I don’t think I’ve ever been anyone’s favorite.
At least, not in the way friendships sometimes are.
And I want to be careful with what I mean when I say that—because I am loved. I have a life where I am chosen, where I am known in ways that are steady and certain.
But there’s a different kind of choosing that exists in friendships. A quieter, more unspoken kind. The kind where someone instinctively thinks of you first. Where you are their default person in the in-between moments of life.
And that’s the part I think I’ve always stood just outside of.
I’ve always existed somewhere in the in-between.
Close, but not the closest. Important, but not the most.
And it’s a strange kind of loneliness, because it doesn’t look like loneliness at all.
I have friends. Real ones. The kind I can talk to, laugh with, share pieces of my life with. I am included. I am remembered. I am, in many ways, cared for.
But there are moments—small, almost unnoticeable ones—where the feeling settles in.

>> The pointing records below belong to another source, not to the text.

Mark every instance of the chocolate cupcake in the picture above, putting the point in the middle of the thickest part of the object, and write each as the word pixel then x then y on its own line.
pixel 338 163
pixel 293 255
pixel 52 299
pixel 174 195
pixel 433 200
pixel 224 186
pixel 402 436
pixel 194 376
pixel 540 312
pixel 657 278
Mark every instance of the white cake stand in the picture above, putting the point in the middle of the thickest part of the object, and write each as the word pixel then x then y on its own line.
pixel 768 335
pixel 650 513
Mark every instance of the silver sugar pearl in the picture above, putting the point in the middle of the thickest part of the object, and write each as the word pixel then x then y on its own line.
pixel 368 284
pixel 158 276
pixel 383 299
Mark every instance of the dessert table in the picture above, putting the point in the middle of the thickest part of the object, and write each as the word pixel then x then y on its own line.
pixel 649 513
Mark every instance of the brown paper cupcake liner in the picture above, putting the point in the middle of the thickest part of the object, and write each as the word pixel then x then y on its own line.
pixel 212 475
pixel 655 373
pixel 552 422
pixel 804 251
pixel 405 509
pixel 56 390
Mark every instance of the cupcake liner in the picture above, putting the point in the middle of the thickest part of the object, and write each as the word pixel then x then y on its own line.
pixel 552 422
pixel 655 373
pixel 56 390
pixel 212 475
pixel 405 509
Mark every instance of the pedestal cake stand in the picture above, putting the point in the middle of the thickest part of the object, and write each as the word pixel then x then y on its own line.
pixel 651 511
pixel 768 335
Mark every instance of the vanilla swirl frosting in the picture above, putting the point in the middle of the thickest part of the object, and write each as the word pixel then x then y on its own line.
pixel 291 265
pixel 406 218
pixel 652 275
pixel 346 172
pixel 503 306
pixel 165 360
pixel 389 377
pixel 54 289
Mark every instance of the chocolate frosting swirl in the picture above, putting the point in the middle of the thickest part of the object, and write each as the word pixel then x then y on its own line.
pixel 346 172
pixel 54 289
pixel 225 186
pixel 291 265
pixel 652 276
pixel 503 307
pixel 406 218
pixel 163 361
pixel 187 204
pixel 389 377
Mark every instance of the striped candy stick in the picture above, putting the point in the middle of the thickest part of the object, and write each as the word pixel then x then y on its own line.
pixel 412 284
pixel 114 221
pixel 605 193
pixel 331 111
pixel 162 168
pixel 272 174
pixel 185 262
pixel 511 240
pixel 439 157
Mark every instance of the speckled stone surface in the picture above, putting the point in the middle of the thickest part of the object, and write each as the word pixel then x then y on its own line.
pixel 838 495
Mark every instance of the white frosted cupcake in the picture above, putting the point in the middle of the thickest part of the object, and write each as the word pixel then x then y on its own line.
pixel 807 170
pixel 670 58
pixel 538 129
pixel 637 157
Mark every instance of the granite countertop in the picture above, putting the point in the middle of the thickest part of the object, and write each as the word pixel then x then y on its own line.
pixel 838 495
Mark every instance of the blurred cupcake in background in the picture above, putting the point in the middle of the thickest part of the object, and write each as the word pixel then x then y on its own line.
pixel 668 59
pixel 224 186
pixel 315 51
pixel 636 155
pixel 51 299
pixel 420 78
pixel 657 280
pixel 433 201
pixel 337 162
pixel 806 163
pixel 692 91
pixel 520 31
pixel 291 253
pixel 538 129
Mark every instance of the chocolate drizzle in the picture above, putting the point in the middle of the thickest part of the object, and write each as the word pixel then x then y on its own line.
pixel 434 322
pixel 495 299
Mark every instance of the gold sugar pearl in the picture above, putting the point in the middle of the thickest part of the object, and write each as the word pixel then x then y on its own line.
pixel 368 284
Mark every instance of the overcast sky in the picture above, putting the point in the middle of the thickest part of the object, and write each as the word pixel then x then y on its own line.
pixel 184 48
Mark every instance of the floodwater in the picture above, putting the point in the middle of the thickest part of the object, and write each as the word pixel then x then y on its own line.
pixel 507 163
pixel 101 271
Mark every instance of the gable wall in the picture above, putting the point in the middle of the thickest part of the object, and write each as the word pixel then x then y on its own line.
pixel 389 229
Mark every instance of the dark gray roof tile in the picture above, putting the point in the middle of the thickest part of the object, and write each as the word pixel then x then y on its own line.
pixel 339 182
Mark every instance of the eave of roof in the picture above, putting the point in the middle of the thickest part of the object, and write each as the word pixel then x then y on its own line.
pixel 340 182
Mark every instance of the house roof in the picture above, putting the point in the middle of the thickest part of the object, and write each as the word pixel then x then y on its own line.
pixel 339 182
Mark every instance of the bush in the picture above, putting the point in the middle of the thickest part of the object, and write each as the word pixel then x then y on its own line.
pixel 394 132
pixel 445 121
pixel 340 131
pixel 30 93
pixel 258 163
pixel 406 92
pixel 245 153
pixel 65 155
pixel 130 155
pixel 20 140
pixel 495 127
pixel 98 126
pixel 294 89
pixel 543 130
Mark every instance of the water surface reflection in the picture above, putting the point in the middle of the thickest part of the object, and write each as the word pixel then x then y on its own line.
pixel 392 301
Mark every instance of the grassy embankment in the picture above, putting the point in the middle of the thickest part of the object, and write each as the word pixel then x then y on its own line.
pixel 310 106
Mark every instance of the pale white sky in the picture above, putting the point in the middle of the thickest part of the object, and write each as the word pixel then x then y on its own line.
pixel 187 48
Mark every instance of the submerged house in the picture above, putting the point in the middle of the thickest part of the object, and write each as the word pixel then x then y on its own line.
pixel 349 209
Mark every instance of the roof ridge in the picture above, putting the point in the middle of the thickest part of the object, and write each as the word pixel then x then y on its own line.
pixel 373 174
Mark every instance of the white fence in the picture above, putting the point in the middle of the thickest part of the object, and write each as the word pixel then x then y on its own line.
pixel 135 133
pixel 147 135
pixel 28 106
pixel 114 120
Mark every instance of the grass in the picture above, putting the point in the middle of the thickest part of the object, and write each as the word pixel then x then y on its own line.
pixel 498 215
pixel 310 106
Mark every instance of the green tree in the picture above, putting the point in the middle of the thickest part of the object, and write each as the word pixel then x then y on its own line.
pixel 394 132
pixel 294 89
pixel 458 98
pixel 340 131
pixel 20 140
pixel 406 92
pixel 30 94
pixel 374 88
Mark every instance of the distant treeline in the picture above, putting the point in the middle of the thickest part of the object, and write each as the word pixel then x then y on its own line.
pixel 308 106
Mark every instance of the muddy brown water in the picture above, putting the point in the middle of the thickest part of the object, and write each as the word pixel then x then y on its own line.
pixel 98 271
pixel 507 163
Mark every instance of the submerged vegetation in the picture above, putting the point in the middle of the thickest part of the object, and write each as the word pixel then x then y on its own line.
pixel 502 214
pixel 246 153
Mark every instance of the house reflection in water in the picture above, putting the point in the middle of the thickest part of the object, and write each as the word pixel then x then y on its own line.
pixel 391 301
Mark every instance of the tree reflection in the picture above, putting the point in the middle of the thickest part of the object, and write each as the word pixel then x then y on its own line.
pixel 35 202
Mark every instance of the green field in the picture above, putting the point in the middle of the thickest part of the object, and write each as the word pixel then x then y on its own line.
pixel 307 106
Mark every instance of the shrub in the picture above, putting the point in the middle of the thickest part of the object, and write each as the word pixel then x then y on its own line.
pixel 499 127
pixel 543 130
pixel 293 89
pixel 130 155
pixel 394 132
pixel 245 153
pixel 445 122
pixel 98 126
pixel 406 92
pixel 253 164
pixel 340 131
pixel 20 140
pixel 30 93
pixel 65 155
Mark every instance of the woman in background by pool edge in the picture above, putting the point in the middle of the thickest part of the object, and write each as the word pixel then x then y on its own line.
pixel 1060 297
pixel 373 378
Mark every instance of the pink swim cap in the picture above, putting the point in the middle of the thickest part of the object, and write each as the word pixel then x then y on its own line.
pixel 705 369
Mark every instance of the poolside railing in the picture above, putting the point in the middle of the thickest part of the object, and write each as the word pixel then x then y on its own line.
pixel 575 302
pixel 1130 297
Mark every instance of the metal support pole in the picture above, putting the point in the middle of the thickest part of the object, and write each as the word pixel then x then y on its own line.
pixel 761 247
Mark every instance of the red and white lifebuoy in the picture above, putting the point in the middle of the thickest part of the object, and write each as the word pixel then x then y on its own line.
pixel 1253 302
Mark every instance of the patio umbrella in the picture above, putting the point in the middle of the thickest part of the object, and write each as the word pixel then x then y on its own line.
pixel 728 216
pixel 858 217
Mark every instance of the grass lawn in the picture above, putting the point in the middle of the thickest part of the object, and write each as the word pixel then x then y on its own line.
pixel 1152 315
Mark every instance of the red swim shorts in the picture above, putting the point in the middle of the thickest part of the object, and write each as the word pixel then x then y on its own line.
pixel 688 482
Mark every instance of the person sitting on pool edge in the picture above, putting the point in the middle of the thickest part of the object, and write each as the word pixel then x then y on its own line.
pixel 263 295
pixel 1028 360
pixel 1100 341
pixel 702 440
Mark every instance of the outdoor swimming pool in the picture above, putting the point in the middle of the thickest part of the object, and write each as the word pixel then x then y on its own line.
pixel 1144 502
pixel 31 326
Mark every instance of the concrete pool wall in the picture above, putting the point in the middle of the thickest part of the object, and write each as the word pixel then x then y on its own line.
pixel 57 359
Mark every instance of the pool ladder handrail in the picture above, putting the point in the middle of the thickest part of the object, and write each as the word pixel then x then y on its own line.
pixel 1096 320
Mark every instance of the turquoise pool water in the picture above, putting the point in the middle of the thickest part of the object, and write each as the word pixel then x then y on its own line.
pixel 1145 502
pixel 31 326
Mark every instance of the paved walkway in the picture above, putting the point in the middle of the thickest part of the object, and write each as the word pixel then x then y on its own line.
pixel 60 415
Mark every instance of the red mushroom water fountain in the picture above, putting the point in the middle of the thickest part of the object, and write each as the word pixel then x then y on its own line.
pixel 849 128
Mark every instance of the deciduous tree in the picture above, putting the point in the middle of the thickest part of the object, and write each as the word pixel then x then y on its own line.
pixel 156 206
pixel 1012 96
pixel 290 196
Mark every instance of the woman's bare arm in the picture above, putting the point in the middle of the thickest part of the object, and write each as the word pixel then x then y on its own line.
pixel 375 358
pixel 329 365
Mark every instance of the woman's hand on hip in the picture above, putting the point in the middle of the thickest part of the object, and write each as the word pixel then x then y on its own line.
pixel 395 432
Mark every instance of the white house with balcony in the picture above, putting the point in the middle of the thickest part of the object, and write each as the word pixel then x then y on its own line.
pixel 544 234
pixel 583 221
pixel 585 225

When plans are made and I’m not the first person thought of.
When stories are told and I’m not part of any of it.
When I realize that if I stepped away for a while, things would continue on just the same.
It’s not dramatic. It’s not loud.
It’s quiet.
The kind of quiet that shows up after a good day.
Like when I come home from something that should have filled me up, and instead of just holding onto the happiness of it, I start replaying everything.
Every conversation.
Every pause.
Every moment where I wonder if I said too much or too little.
Did I make an impression?
Did I matter in that space?
Would they think to reach out to me again?
And beneath all of that, a softer, more difficult question:
In the landscape of their lives, where do I exist?
I think part of this comes from being the kind of friend who learned early on how to be easy.
Easy to be with.
Easy to talk to.
Easy to keep around.
The kind of person who doesn’t demand too much, who doesn’t take up too much space, who knows how to adjust depending on who they’re with.
And maybe, if I’m being honest, this didn’t start with friendships.
Maybe it comes from the environment I grew up in—where I learned, in quiet and unspoken ways, how to step back. How to let others take up space more naturally. How to be present without necessarily being centered.
I don’t know if “overlooked” is the right word for it. It wasn’t always intentional, and it wasn’t always unkind. But it was enough to teach me how to exist without expecting to be chosen first.
And there’s something good in that. There’s kindness in it. There’s consideration.
But sometimes I wonder if being “easy” also means being…replaceable.
Because when you’re always the one who adapts, you rarely become the one someone chooses first.
You become the one who fits.
And I’ve spent a lot of time trying to understand that.
Trying to understand why being liked doesn’t always feel like being chosen. Why being part of something doesn’t always feel like belonging to it.
There’s a specific kind of ache in realizing that you might not be anyone’s default friend.
Not the first message.
Not the immediate thought.
Not the “I have to tell you this right now.”
And sometimes, it shows up in small, almost invisible ways—
in the quiet noticing of how friendships are remembered and revisited.
In the moments people choose to hold onto, to share again, to highlight in their own lives.
Not out of comparison, but because those things become little reflections of closeness.
And sometimes, I find myself wondering where I stand in that.
Not in a loud or jealous way—just in that same quiet, lingering way that asks: am I someone they keep?
And sometimes, I catch myself trying to fix it.
Trying to be more interesting.
More memorable.
More something.
As if there’s a version of me that could finally be “enough” to become someone’s favorite.
But lately, I’ve been sitting with a different question.
Not “why am I not chosen?”
But “what does being chosen really mean in friendship?”
Because the truth is, there are friends who stay.
Friends who reply.
Friends who meet me where I am, even if it’s not constant or loud.
And maybe I’ve been overlooking that because it doesn’t look like the kind of closeness I’ve imagined—the obvious, unmistakable kind.
Maybe I’ve been measuring friendship against a version that only highlights intensity, not consistency.
Or maybe—more honestly—I’ve been waiting for a kind of certainty in friendships that isn’t always how they’re meant to exist.
I don’t have a clean resolution for this.
I still feel it—that quiet, in-between kind of loneliness that lives even in the presence of people.
I still have moments where I wonder if I am just passing through friendships instead of being rooted in them.
But I’m also starting to see that maybe being someone’s favorite isn’t the only way to belong.
Maybe there are softer, quieter ways of being held in people’s lives.
The kind that doesn’t always announce itself.
The kind that doesn’t always take center stage.
But stays, in its own steady way.
For now, I’m learning to sit with that.
To recognize the friendships that exist, even if they don’t always look the way I expect them to.
And to remind myself that being seen doesn’t always mean being the first one chosen—
even if, sometimes, it still feels like I’m somewhere in the middle of everyone’s story.